Les pays capitalistes développés se trouvent face à une communauté de problématiques, même si elles ne sont pas nécessairement appréhendées de façon identique. Les débats et négociations dans les grandes institutions ou instances internationales font ressortir des groupes de pouvoirs en opposition, c’est par exemple caractéristique des négociations à l’OMC (émergence du G20 face au G8)… Percevant les interdépendances et soumises à un nouvel agenda commun marqué par la performance de l’action et des structures publiques, les administrations publiques (qui sont soit actrices directes soit instances de contrôle des opérateurs privés) se sont lancées dans des pratiques de plus en plus systématiques de benchmarking. On peut même avancer que le benchmarking, à l’échelle internationale notamment, est devenu une pierre angulaire dans l’élaboration des politiques publiques. Parmi les instances les plus actives dans ces pratiques se trouve l’OCDE, qui devient un agent du mimétisme (Laval et Weber, 2002). Ce rôle directeur du benchmarking dans les politiques publiques est d’ailleurs inscrit dans les nouvelles méthodes de travail de l’Union européenne (Méthode Ouverte de Coordination mise en place en 2001 suite à la définition de la stratégie de Lisbonne en 2000).

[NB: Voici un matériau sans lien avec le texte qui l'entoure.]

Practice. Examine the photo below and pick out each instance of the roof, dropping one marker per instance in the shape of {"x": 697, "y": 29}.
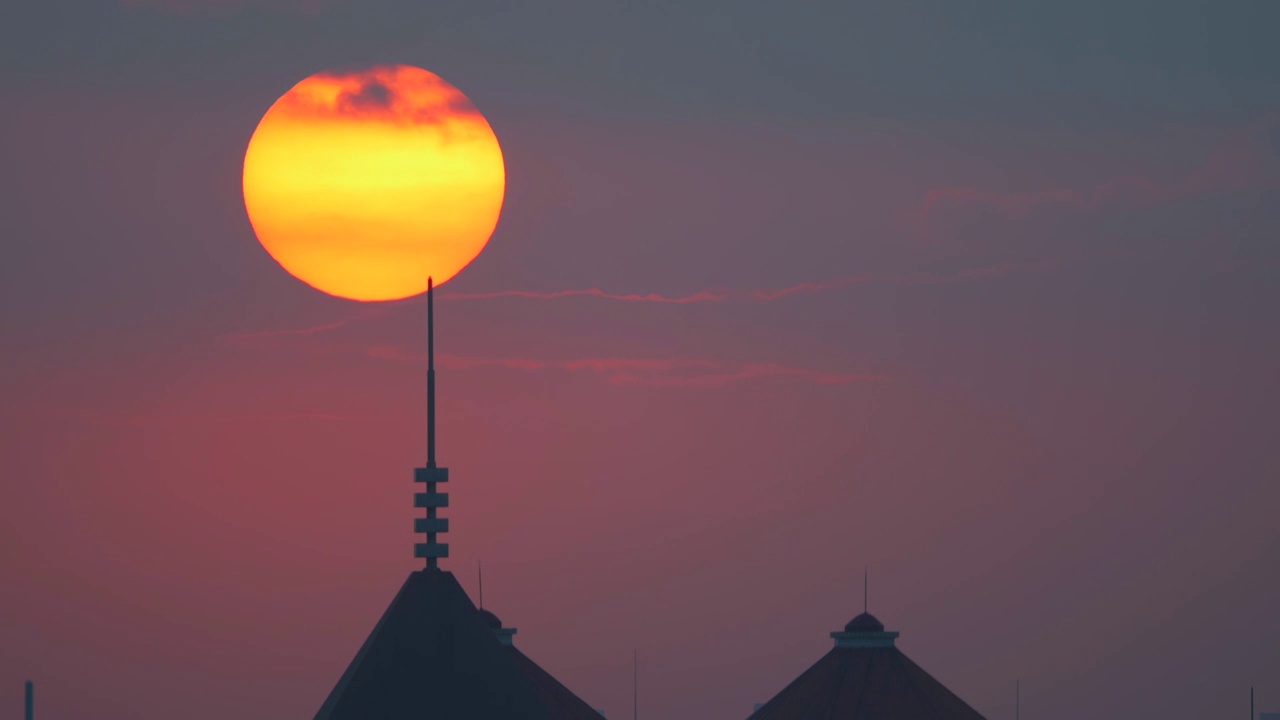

L’ensemble des travaux économiques et socio-économiques qui tentent d’appréhender le capitalisme comme un régime historiquement situé montrent la tension qu’il y a entre un système et la variété de ses formes (historiques et territoriales). En évitant de survaloriser le poids des déterminismes et des forces exogènes, il convient alors de préciser la force structurante des modèles nationaux, le poids des institutions et celui des cultures locales. Et cela même si la trajectoire du capitalisme est celle d’une hétéronomie croissante qui, par le renforcement de la division du travail, accroît les interdépendances et réduit la capacité des acteurs à agir, notamment sur les structures (Gorz, 2003). Actant la nécessité de comprendre les formes historiques du capitalisme, l’observateur porte son attention sur les dispositifs institutionnels multiples qui forment ces spécificités, et alors il apparaît que les régimes économiques prennent corps dans l’ordre social, juridique et politique. Ceci peut être une évidence pour le citoyen éclairé, ce ne l’est pas nécessairement pour l’économiste. Or l’expertise que sollicite le décideur politique est le plus souvent une expertise économique qui construit des représentations a-historique, voire a-sociale de l’économie.

Ces détours ont pour but de préciser le caractère relatif et en fin de compte construit des tendances à l’homogénéisation du capitalisme et de la convergence vers le modèle anglo-saxon. La construction d’une certaine homogénéité passe par l’intermédiaire des institutions internationales (l’OMC notamment), par la normalisation (des pratiques comptables par exemple), par l’harmonisation (à l’échelle européenne notamment). Néanmoins l’homogénéisation est toute relative. Mais cela ne permet pas de nier la puissance structurante du « nouveau management public » tel qu’il se développe en imposant un culte de la performance qui transforme les modalités d’action des pouvoirs publics.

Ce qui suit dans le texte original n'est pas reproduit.